Omaha Barracks in January of 1873 was the home of “A Novel Team, Two Elegant Elks . . . Trained to Travel in Harness,” according to the January 21, 1873 issue of the Omaha Daily Bee. Their captor and trainer was government scout Conrad “Little Buckshot” Wentworth from the Loup Valley. The Bee said: “Last summer ‘Little Buckshot’ of Company M, Second Cavalry, while out in the vicinity of the Loup river, caught four young elks, two bucks and two does. The animals were brought into the barracks at the time the company returned, and they are now nine or ten months old.

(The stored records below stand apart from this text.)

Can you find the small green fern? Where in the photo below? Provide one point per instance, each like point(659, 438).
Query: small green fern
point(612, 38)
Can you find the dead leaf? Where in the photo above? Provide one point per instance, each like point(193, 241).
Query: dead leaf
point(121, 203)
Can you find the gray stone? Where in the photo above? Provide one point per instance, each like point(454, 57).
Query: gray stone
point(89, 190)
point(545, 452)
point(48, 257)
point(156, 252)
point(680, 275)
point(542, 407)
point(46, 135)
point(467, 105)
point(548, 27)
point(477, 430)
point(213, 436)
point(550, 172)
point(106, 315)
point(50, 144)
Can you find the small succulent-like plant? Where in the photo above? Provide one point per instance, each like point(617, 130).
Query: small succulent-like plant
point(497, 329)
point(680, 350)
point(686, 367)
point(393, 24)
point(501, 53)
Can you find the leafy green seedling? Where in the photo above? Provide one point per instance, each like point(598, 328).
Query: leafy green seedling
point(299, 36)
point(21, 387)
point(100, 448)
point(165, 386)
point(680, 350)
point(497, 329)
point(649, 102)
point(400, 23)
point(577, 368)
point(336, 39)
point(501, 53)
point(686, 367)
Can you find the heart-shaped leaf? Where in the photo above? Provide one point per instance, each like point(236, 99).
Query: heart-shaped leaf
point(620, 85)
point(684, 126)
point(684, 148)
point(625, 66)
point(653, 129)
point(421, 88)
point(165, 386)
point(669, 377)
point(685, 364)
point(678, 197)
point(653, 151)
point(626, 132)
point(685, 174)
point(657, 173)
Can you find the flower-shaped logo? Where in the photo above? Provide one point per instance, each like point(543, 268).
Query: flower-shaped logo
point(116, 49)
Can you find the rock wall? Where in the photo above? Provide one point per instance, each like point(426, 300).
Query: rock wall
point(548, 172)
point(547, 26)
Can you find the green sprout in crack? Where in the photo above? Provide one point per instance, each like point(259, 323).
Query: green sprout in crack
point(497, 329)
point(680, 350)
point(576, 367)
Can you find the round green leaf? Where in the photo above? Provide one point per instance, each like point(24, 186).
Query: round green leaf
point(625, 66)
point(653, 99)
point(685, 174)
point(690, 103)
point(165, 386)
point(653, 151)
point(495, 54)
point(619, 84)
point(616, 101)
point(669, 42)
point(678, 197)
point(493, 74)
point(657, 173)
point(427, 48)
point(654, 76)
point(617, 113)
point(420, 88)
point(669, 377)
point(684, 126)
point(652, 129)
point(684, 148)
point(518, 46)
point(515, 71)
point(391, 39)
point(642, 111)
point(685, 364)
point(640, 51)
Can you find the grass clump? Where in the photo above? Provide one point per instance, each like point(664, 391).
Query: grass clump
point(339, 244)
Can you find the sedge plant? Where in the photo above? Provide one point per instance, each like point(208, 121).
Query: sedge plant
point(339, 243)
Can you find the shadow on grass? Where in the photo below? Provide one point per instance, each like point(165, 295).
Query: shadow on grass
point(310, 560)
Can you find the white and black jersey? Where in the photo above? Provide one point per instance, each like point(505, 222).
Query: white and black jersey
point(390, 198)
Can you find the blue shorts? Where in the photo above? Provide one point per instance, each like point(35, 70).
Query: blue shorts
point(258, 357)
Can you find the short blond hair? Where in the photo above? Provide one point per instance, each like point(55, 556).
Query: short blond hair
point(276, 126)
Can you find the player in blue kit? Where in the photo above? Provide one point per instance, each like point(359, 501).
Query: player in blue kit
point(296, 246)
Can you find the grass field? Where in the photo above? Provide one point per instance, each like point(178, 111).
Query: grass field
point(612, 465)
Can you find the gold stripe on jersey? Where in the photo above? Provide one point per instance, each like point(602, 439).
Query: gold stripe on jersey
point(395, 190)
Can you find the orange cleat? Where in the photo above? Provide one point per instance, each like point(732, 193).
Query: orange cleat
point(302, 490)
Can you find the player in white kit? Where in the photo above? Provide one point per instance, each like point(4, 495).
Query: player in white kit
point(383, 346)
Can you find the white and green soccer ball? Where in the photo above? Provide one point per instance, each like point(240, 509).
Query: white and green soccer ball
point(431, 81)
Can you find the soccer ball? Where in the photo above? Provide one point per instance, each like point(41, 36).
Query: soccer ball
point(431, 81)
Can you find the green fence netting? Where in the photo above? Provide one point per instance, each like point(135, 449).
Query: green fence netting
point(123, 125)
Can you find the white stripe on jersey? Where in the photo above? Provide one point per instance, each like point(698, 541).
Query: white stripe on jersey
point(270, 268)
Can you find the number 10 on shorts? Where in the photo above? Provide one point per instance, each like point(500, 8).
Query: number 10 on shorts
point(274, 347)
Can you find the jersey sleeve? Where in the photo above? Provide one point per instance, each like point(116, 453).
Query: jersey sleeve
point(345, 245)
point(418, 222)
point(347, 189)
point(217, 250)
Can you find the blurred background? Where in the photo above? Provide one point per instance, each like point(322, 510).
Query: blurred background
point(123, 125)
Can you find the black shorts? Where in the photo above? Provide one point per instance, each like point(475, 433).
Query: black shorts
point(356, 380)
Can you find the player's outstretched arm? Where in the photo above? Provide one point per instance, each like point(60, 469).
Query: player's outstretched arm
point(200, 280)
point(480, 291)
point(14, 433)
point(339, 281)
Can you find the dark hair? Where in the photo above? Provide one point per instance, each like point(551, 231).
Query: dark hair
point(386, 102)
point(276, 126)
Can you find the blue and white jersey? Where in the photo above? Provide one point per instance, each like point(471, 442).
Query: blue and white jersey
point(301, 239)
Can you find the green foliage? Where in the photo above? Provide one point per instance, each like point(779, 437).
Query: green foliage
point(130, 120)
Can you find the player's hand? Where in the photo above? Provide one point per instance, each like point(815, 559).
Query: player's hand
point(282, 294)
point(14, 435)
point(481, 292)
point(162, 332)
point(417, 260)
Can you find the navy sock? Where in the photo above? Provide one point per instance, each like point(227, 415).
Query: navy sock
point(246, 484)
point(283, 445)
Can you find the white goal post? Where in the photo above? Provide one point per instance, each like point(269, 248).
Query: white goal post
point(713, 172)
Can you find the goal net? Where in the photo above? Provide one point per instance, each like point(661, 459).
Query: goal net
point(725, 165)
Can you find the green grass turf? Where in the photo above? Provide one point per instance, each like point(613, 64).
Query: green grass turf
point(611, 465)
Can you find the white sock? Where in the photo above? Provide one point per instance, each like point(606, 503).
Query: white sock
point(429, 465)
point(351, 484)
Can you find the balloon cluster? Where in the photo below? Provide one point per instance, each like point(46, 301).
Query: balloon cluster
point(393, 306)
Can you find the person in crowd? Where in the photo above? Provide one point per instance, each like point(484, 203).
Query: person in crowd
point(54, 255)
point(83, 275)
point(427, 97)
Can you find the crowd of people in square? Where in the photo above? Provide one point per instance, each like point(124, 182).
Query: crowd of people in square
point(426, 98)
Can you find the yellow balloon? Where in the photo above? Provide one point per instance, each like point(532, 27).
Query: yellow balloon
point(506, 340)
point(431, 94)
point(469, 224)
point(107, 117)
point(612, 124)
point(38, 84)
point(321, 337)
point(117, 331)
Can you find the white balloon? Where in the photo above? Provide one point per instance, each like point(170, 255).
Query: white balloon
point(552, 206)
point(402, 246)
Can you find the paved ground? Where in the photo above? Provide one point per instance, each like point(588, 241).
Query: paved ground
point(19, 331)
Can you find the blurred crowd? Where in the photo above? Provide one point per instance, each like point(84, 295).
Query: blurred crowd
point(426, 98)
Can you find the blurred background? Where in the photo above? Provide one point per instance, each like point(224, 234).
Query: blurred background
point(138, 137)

“Buckshot has lately been training them all to drive in harness, having had a harness, with a peculiar bit, made for them by the saddler at the barracks, and he has also had rigged up for them a sleigh. The two bucks are now pretty well trained, and can be driven like a team of horses. ‘Buckshot’ recently drove them to Florence and back, considerably astonishing the natives of that rural place. It is said that he can drive them so as to make better time than Goldsmith Maid or Lucy [famous trotting horses].
In a few days he intends to bring them into town and take a lively whirl through our principal streets, so that our citizens can have a good look at the knobby team. The two does, too, are fast reaching a high state of training, and ‘Buckshot’ expects soon to drive a four-in-hand. The happy family are kept in the stables at the Barracks, and run around loose a greater part of the time, there being but little fear that they will jump the guard, for they seem to have a great affection for the boys in blue. We understand that they will, in the course of a few months, be sent on to New York as a present to some parties there.
“‘Little Buckshot,’ who captured them and owns them, has been a member of Company M for about nine or ten months. He was formerly a scout and hunter on the plains and while thus engaged he won for himself quite a reputation, and is well known throughout the Western country.”
Harold W. Foght’s The Trail of the Loup described Wentworth as “well at home in all the western Indian tongues and dialects and his knowledge of the different tribes and their customs was simply wonderful. In stature he was rather below medium height. As he appeared in those early days dressed in his handsome suit of buckskin, with long curly hair with braided scalp-lock or riding the prairie mounted on his famous pony, ‘Billy,’ he presented a picture never to be forgotten.”